Nate McMillan left Seattle for Portland in 2005 in part because Seattle ownership was not willing to tell fans the team was in a rebuilding mode. When McMillan met with Portland owner Paul Allen, he insisted the Trail Blazers be straightforward with their fans about realistic expectations so that McMillan was not set up to fail.

One of Phil Jackson's great early coaching traits was to somehow lower preseason expectations so that when the team did better than he predicted, he looked like a much better coach. D'Antoni is not one of Jackson's kindred spirits in that regard.

"That's the thing: Why do Coaches of the Year always get fired? Because the team overachieves, and then the next year they don't overachieve and they get fired," D'Antoni said.

"I don't think there is a line [between raising expectations and lowering expectations]. I think you are always going to set them up above. That is who I am. Because I truly believe we are better than every team in the league and are going to win every game.
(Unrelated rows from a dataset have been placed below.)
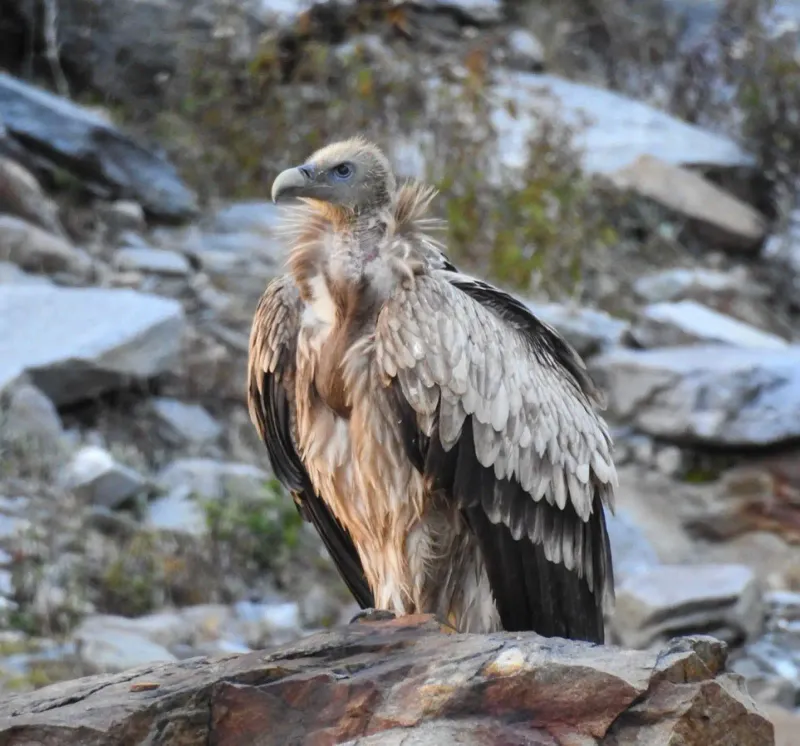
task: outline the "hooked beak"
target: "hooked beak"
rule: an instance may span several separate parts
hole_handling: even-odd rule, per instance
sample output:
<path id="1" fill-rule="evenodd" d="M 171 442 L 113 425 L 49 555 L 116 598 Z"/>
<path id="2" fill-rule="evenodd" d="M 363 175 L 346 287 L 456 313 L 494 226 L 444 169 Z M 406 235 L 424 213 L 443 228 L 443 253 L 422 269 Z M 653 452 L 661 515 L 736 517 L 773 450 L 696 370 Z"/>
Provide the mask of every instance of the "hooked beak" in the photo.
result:
<path id="1" fill-rule="evenodd" d="M 281 171 L 272 182 L 272 201 L 277 202 L 282 197 L 299 196 L 311 184 L 311 176 L 308 166 Z"/>

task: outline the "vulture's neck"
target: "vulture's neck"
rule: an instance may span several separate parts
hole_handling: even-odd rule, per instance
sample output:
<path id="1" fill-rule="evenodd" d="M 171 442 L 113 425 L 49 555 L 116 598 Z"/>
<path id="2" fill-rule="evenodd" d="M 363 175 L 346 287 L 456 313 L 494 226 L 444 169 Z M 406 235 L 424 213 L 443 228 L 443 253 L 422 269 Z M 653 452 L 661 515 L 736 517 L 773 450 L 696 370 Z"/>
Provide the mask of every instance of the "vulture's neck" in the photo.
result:
<path id="1" fill-rule="evenodd" d="M 319 280 L 334 296 L 341 314 L 342 300 L 352 306 L 366 288 L 365 272 L 380 250 L 389 224 L 390 206 L 370 206 L 354 212 L 324 202 L 306 204 L 289 255 L 289 270 L 307 303 L 319 295 Z M 314 288 L 317 288 L 315 291 Z"/>

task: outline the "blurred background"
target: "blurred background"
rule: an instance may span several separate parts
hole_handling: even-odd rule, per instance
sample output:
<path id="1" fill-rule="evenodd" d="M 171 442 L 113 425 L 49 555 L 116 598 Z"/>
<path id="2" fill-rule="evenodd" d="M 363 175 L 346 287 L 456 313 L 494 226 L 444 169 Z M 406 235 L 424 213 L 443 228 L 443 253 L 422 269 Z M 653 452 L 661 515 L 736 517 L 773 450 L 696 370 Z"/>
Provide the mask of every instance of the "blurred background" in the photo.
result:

I'm not saying that is smart, but that is my personality. And that is just the way it is. If you talk to these guys in [this locker room], they will tell you that I think we are going to win eight straight and still make the playoffs. That is probably not realistic."

Beyond his game-to-game tactics, D'Antoni has also been questioned for his reluctance to give big minutes to some younger players. The argument is that if the Knicks are going to lose often, D'Antoni may as well have developed rookie lottery pick Jordan Hill before he was dealt to Houston at the trade deadline and found more time for another 2009 first-round pick, Toney Douglas, who is more of an answer at point guard than veteran stopgap Duhon.

"First of all, you don't know you are going to lose until you lose, and then it is too late to play the guys," D'Antoni said. "And [early in the season] I really thought we were going to make the playoffs.

"The young guys are also Gallinari and Wilson Chandler. And losing does not help them. They need to be in competitive games and take big shots and understand how to win. You just can't say, 'OK, let's play all the young guys and lose every game.' We don't even have a [first-round] draft pick [this year], which would be the reason to do that maybe. I just don't think that is fair to them.

"I don't think it is fair to David Lee, who is a free agent and playing for a contract. And I don't think it is fair to the fans. Whatever I tried to do was to win that particular game with an eye on trying to develop guys. Toney Douglas is coming on now; he has had time to develop. I would have thought we would have done the same thing with Jordan, but we had other guys in that spot, Al Harrington, David Lee, Wilson Chandler, a lot of guys in front him. He never had a chance to develop or get going but we used him [in a trade] to open up the cap space. I think he will be a pretty good player in this league, but the way it worked out was perfect because now we get two max players."

NBA coaches know that it's the players they lead who create their reputations. When D'Antoni was filling in his starting lineup with the names of Steve Nash and Amar'e Stoudemire and Shawn Marion, he became Coach of the Year in Phoenix.

Now that D'Antoni is working with less talent, the natural byproduct is the perception that he can't coach. He knows this is the way the league, particularly in New York, works. He also knows that adding a few very good players via free agency can reverse the course rather quickly.

"There are some bad days. There are some days I don't love that get into the papers or whatever," D'Antoni said. "The biggest thing is stick to what you believe in and not let opinions or something like not winning affect your philosophy and how you want to coach.

"This summer we have to get lucky and things have to fall in place. We have to have Plan A, Plan B, Plan C. I do know that whatever plan works, we are going to be a lot better than we are now. That is kind of where we are going. I know I will be judged on next year, not these last two years, and at that point I'll take the criticism. That is what it is all about. Then we'll see where it goes."